Antibody quantity versus quality after influenza vaccination

Abstract

The correlates for protection against influenza infection are incompletely characterized. We have applied an ELISA strategy that distinguishes antibodies against native viral surface antigens (potentially neutralizing) from antibodies directed against internal and denatured viral proteins (not neutralizing) to three groups of vaccinated subjects: (1) participants in a study of repeated annual vaccination, (2) elderly subjects and (3) patients with Systemic Lupus Erythematosus compared to control subjects. Antibody increase after vaccination was inversely related to the level of pre-existing antibodies in all groups; most subjects had significant initial antibody levels and showed little increase in amount of antibody after vaccination, but the avidity of their serum antibodies tended to increase. Antibodies against denatured virus proteins varied with vaccine formulation; vaccines that are more recent have less total protein for the same amount of native hemagglutinin. We propose an index consisting of rank order of antibody level plus antibody avidity, both measured against native virus, plus hemagglutination-inhibition antibody titer, as a useful measure of immunity against influenza.

Figure 1. Binding patterns seen among vaccinated subjects

These results are native ELISAs for four control subjects in the lupus study. The vaccine used contained A/California/7/2004 as the H3N2 component. For an older virus, we used A/Beijing/353/89 because all the subjects were born before 1989. Top panel: antibodies against California/04. Lower panel: antibodies against Beijing/89. Subject A shows moderate increase of anti-Calif/04 antibodies after vaccination, with no increase against “old” virus Beijing/89. Subject B shows moderate levels of pre-existing antibodies against California/04 but they are of low affinity. Good response to vaccination in both amount and avidity. Some increase in affinity of antibodies against Beijing/89 after vaccination. Subject C shows high level of pre-existing antibodies. No increase after vaccination Subject D shows high levels of non-specific antibodies.
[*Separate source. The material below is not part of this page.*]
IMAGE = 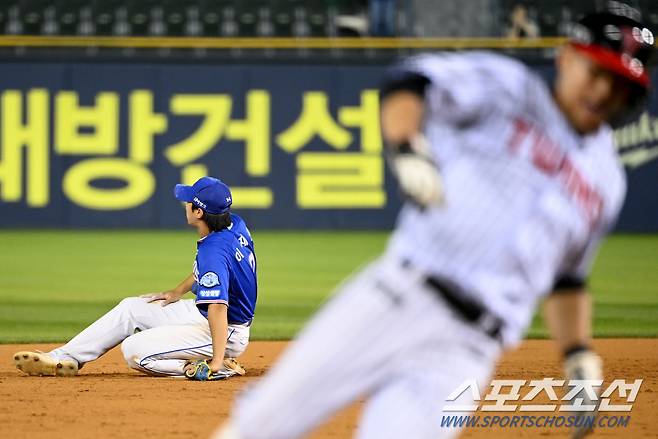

No increase after vaccination

Figure 2. Fold increase in Amax is inversely related to pre-vaccination levels of antibodies

Panel A plots fold increase in Amax against pre-vaccination Amax for the three studies. Panel B is the same plot for fold increase in Ka. It shows that subjects with higher pre-vaccination levels of antibody may show an increase in avidity after vaccination, even though there is no increase in antibody amount.

Figure 3. Protein and NA content of vaccines and purified viruses

Panels A, B and C show the total protein, HA titer and NA activity (fluorescence units) of a dose in five years of vaccines. The results in panel B reflect varying sizes and avidities of HA rosettes in the vaccine, since each vaccine contains 15 µg of each of the three HAs (total 45 µg). Panels D and E show HA titer and NA activity of some of the viruses that were contained in the vaccines used in A–C. Results were calculated per 45 µg of HA for comparison with A–C.